14. Organes urinaires
Pression sur la vessie, comme si l'urine allait jaillir avec violence (avec points); pire en marchant, mieux assis. La nuit, émission d'urine fréquente, et parfois involontaire. Écoulement d'urine accompagné de douleurs violentes. Urine épaisse, blanche et trouble. Urine rouge. Rétention d'urine. Émission difficile de l'urine, qui ne coule que goutte à goutte. Miction nocturne. Énurésie. Diabète, s'accompagnant de grandes douleurs. Besoin fréquent d'uriner; l'urine est claire et aqueuse. Mucus visqueux mêlé à l'urine, qui ne peut être expulsé sans grande douleur. Écoulement de pus par l'urètre. Émission de sang, parfois avec difficulté respiratoire. Le jet d'urine s'interrompt brusquement et ne recommence à couler qu'après quelques instants. Douleurs tranchantes dans l'urètre pendant l'émission d'urine. Sensation brûlante et élancements dans l'urètre, surtout après l'émission d'urine.

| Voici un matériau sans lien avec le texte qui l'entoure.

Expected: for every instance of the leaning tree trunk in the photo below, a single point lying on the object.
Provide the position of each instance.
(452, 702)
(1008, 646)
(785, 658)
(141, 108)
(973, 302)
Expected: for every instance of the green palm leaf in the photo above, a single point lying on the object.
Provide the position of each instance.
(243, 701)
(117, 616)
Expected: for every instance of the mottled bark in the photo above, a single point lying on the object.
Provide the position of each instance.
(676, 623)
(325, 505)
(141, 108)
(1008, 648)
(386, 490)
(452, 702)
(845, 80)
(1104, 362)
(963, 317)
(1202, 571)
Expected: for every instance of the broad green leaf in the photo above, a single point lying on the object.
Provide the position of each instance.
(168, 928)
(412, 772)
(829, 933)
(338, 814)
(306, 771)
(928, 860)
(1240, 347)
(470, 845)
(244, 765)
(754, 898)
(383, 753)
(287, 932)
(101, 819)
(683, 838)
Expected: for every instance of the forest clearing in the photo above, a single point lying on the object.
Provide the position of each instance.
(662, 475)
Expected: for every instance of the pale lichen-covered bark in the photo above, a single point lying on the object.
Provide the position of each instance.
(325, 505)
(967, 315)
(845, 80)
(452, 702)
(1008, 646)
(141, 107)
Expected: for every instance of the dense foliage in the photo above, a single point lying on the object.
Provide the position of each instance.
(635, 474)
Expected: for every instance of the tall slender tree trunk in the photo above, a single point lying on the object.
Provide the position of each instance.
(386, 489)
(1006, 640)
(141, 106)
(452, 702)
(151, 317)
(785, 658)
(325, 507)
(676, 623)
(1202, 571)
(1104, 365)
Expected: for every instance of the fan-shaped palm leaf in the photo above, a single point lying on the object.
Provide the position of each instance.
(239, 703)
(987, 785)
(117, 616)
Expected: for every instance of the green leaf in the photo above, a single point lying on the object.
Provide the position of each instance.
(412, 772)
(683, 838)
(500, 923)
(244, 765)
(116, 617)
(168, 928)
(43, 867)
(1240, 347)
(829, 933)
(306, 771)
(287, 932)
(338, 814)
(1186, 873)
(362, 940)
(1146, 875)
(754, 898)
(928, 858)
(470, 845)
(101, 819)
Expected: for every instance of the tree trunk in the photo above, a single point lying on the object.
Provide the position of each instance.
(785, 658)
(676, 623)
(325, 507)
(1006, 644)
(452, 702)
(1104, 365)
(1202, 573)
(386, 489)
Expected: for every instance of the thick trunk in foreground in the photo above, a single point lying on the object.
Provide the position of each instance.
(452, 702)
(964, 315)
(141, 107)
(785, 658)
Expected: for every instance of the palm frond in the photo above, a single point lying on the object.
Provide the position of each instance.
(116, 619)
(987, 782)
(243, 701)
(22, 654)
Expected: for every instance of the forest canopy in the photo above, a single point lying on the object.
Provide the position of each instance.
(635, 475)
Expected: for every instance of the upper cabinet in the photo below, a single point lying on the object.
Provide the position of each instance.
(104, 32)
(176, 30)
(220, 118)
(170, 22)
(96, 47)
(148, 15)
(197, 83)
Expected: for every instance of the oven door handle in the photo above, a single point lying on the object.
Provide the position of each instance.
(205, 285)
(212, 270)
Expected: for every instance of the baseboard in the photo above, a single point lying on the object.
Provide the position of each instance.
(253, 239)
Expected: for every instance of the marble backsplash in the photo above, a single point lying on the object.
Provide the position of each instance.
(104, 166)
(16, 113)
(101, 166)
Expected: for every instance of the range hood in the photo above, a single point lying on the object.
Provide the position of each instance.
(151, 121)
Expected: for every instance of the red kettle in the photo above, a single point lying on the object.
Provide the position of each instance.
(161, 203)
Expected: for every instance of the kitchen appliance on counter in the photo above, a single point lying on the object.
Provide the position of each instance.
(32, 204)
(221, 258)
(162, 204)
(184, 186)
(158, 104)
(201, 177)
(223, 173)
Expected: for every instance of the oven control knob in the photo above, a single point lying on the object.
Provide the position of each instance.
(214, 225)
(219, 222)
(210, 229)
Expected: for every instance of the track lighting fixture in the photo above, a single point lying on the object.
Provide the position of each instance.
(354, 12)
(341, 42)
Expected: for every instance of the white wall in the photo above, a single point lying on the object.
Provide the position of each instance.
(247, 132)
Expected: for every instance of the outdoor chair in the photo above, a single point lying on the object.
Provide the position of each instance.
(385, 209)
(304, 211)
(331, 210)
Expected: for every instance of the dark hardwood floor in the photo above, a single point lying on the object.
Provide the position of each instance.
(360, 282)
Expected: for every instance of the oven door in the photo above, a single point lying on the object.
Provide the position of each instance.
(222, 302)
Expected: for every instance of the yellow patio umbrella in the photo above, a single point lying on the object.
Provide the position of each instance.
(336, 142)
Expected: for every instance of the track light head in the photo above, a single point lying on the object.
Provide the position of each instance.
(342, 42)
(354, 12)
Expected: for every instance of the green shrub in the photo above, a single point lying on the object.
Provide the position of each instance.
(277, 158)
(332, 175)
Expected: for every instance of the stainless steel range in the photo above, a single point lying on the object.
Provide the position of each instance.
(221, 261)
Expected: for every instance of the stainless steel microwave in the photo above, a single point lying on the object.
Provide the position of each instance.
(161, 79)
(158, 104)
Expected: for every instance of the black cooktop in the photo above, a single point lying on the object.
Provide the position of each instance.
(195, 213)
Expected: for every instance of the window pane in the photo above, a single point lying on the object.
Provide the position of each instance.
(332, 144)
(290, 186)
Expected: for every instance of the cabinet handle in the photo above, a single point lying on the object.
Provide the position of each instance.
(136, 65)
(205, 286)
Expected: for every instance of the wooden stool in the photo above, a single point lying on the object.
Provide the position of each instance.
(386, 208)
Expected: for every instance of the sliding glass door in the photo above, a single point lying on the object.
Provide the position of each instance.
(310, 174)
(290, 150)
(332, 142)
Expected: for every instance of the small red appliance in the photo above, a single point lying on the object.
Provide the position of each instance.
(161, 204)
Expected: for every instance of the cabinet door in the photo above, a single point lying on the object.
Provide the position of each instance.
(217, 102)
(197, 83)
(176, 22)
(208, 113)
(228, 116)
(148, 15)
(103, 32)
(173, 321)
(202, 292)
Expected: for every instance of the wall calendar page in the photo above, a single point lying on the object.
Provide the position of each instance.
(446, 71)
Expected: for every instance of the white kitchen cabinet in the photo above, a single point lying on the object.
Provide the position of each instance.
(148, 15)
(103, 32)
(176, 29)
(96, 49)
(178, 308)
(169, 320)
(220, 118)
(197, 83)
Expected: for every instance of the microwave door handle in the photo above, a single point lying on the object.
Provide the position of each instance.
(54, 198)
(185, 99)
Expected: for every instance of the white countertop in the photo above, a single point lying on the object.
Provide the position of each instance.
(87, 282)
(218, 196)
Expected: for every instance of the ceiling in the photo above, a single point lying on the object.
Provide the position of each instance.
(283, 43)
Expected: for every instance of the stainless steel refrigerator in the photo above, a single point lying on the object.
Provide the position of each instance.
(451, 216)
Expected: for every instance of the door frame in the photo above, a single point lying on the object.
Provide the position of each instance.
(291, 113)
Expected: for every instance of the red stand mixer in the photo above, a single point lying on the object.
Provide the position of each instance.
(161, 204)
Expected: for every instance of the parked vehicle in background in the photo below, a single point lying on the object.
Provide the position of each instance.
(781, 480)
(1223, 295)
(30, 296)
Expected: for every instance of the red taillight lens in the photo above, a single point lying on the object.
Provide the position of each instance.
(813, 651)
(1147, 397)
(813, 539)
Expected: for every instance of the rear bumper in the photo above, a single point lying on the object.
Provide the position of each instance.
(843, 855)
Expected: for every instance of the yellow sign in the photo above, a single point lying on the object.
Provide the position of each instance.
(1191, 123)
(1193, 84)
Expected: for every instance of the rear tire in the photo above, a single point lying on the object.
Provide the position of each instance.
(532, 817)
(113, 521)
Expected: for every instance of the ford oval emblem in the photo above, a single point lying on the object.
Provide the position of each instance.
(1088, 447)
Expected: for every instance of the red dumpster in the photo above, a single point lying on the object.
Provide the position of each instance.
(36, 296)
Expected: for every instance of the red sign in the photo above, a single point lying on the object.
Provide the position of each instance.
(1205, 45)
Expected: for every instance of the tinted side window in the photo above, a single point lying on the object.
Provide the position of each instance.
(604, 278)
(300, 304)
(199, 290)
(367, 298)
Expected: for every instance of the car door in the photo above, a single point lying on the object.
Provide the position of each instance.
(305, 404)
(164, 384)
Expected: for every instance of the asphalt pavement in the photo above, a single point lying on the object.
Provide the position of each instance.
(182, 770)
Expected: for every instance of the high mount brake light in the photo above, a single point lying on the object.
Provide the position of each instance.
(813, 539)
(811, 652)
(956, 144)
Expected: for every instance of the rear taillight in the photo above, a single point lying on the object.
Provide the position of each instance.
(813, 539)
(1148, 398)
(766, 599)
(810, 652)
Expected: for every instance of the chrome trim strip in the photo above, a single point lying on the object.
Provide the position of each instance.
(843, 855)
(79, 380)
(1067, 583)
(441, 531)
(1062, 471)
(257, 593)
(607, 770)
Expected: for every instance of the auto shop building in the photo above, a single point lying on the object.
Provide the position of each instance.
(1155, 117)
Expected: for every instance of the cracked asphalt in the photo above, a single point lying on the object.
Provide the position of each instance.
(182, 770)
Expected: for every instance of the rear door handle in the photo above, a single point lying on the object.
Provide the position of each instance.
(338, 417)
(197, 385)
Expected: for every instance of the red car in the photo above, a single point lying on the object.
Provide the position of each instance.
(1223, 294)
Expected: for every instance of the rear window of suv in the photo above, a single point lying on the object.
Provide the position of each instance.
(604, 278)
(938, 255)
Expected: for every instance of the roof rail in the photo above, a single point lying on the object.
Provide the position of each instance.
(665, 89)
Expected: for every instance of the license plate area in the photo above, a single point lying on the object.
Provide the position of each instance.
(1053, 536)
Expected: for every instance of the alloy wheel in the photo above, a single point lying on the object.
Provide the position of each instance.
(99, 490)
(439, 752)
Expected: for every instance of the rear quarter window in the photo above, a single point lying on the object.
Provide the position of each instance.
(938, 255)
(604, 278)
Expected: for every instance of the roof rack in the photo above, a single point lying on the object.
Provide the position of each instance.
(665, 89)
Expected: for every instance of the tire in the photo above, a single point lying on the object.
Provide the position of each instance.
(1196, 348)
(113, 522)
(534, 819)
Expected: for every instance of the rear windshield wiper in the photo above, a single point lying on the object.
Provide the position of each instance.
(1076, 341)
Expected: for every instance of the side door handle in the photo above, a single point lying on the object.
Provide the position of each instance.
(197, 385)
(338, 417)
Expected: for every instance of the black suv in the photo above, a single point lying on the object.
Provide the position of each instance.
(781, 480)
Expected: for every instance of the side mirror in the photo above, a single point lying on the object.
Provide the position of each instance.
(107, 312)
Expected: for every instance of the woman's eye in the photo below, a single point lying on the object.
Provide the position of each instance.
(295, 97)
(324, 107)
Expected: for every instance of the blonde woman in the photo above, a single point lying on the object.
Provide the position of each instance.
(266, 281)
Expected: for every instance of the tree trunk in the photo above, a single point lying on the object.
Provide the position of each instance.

15. Organes sexuels masculins
Gonflement des testicules (après contusion). Douleur tranchante à travers le scrotum jusqu'à la racine de la verge. Lascivité. Impuissance, érections insuffisantes et absence d'érections. Manque d'énergie pendant le coït. Érections imparfaites et de trop courte durée. Émission facile de sperme, même sans érections fermes. Abattement après le coït. Pollutions immodérées. Écoulement de liquide prostatique pendant l'évacuation et après toute émotion mentale. Avec faiblesse des organes sexuels, grand éréthisme sexuel, pensées amoureuses, jusqu'à des émissions provoquées par la seule présence des femmes.
16. Organes sexuels féminins
Crampes dans l'utérus, avec pincements ou constriction, ou avec fouillements au-dessus de la vulve, accompagnés de tension abdominale et d'élancements s'étendant au côté gauche de la poitrine. Démangeaison des parties génitales externes et internes. Élancements dans le vagin, et sensation de pesanteur vers le bas. Élancement dans les lèvres vulvaires. Règles trop précoces et trop faibles. Suppression des règles. Avant les règles, douleurs dans les seins; rêves anxieux, chaleur sèche, douleur de fatigue dans les membres, humeur larmoyante, inquiétude et douleurs hépatiques. Pendant les règles, sensation de pesanteur vers le bas et tiraillement dans la cuisse, ou crampes douloureuses dans l'abdomen. Menstruation supprimée (avec stérilité). Leucorrhée brûlante, âcre, corrosive et cuisante, accompagnée ou précédée de coliques. Seins flasques. Inflammation des mamelles, avec points; squirrhe des mamelles après contusion. Induration squirrheuse des glandes mammaires, avec démangeaisons et douleurs lancinantes.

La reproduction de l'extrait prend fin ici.